Votre flow s’est un peu ralenti...
Oui, et c’est un kif aussi, j’écoute des rappeurs qui rappent plus lentement, et j’essaie de prendre mon temps. J’adore travailler les flows, trouver les flows les plus compliqués. L’aspect technique, c’est ce qui me fait kiffer. Ça s’entend sur l’album, je ne suis pas trop allé dans ce qu’on entend sur les radios commerciales. Le rap mainstream c’est vraiment répétitif, j’essaie de sortir de ce truc-là.
Sur cet album il y a un feat avec Kalash Criminel, y a-t-il d’autres feat à venir ?
Je suis en train de travailler beaucoup sur des feat à l’étranger. J’en ai fait un avec un Anglais qui va sortir bientôt, Lord Apex, un mec underground authentique de Londres. J’essaie de collaborer un peu avec des gars aux États-Unis aussi. Ce n’est pas le même jeu que le rap en France, c’est tellement plus grand, il y a tellement plus d’argent, il y a beaucoup de barrières, mais on y arrive. Déjà le feat avec Kalash Criminel ça m’a aidé, ça montre que tout est possible. Il est sorti un peu de nulle part mais le titre a bien marché. Maintenant, l’objectif c’est de continuer de collaborer en France et à l’étranger. Ce qui me manque c’est de trouver ma place dans la scène rap française et internationale, et pour moi ça passe par des collaborations.
Et rapper en français, c’est une possibilité ?
Pour le moment je l’ai très peu fait. Quand je montrais ce que je faisais à mes potes c’était toujours plus impressionnant en anglais, donc je suis resté dans ce truc-là. Il n’y a pas beaucoup de rappeurs que j’aime bien qui font les deux, mais peut-être que dans l’avenir qu’il y aura un truc à faire. J’adore la langue française mais ça me fait un peu peur. C’est tout un art de faire sonner le rap en français. Je n’ai pas envie de me planter, donc je vais attendre, mais je pense qu’un jour je le ferai.
Vous vous êtes choisi comme nom de scène James the Prophet. Les prophètes délivrent un message, quel message êtes-vous venu délivrer au monde ?

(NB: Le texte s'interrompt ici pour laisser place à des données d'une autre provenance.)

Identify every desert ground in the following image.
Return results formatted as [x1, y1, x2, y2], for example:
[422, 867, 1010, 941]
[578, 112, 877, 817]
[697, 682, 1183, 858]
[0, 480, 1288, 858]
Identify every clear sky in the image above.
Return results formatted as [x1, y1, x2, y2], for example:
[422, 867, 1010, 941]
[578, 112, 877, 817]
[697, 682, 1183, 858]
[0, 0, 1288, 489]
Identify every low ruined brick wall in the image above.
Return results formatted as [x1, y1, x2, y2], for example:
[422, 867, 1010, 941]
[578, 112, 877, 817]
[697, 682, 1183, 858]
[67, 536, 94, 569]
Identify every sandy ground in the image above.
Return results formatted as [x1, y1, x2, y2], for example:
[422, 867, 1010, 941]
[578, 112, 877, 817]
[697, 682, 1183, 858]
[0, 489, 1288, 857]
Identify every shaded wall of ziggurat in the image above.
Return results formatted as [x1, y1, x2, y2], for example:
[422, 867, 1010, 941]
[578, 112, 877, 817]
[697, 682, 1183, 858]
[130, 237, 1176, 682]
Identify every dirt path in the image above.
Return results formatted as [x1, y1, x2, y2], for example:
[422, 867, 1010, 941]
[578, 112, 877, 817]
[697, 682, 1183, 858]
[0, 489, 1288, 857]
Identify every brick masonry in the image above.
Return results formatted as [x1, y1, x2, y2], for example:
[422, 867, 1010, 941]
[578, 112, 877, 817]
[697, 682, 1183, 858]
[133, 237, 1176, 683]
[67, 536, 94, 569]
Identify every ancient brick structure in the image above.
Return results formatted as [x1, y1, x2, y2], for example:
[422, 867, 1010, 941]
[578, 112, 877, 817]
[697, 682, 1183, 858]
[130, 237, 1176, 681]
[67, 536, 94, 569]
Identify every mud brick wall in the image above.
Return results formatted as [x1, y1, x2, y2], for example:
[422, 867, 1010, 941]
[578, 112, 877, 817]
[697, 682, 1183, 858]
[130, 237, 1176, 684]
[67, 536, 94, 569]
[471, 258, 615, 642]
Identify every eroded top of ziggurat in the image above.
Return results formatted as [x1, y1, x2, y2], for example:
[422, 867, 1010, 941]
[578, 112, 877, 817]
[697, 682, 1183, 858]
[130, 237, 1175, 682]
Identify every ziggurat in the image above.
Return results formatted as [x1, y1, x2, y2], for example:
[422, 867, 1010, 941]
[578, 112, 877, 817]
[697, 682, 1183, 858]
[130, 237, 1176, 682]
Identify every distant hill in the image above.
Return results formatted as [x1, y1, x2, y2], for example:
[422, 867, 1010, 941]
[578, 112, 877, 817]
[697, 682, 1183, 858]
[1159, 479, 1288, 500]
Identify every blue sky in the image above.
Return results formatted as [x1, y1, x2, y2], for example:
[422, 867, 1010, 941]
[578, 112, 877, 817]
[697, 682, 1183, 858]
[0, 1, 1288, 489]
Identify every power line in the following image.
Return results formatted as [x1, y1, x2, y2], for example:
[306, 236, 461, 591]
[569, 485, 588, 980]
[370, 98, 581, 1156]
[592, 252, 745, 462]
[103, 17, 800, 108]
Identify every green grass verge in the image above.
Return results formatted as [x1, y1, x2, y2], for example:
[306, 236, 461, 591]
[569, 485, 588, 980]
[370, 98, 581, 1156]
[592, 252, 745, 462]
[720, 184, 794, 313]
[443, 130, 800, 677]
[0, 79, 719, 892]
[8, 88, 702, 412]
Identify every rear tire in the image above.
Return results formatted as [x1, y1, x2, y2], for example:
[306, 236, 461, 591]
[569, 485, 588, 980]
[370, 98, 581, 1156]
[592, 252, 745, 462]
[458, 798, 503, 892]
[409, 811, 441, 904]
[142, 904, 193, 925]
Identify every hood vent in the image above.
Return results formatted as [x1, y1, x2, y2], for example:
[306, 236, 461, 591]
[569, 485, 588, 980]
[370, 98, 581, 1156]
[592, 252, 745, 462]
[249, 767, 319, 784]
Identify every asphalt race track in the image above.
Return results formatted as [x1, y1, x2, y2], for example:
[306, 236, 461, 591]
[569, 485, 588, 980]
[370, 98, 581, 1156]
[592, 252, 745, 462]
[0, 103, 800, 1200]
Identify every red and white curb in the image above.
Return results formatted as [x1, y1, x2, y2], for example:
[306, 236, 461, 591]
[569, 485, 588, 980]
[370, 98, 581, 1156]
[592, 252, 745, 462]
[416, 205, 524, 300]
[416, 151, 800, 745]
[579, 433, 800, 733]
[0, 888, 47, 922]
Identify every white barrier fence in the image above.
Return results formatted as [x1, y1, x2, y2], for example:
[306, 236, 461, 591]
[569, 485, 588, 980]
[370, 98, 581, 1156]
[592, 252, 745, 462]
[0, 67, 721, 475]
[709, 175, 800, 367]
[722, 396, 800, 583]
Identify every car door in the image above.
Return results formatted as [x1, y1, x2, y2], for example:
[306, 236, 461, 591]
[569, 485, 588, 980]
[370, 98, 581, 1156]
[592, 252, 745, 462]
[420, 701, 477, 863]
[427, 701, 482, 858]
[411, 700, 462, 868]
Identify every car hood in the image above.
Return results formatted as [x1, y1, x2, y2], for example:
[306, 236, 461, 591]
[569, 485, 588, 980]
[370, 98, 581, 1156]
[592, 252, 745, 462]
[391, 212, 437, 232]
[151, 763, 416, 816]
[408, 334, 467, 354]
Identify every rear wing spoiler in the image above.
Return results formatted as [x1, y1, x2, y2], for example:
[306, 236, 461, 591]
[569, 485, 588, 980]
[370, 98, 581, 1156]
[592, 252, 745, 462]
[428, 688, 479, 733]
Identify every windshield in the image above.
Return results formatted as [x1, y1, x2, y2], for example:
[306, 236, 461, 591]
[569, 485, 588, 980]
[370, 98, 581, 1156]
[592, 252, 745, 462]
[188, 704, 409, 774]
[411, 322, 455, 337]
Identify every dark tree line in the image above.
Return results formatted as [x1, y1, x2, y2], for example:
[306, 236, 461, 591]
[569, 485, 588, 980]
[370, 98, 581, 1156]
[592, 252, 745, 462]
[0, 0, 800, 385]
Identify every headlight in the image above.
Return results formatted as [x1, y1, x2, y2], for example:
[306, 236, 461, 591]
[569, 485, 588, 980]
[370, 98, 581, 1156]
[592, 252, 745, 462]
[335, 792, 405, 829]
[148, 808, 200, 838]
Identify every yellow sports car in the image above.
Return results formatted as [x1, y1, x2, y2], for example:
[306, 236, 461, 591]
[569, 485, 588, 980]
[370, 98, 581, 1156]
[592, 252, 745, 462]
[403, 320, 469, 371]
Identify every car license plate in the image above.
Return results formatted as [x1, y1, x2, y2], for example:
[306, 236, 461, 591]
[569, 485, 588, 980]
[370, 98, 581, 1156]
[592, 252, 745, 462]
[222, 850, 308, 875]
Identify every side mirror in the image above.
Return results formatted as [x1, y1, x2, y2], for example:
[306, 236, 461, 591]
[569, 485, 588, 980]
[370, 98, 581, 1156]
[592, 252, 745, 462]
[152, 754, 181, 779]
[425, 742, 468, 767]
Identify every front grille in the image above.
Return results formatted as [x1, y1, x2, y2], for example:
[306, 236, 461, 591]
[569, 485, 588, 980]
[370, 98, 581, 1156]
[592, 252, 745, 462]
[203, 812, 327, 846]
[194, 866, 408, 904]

Des valeurs fondamentales de gentillesse, d’humilité, l’amour, de sortir d’un truc un peu égocentrique surtout dans le rap, qui est un peu chiant. Je ne le reproche pas, mais je préfère des valeurs différentes. D’être gentil et d’essayer de comprendre les autres, d’être à l’écoute et de pouvoir parler de ses problèmes aussi. J’ai foi en l’humanité, en la gentillesse, en la bienveillance des gens.
Propos recueillis par Thierry Allard
« Unimaginable storms », de James de Prophet, est sorti le 12 mars chez Rupture.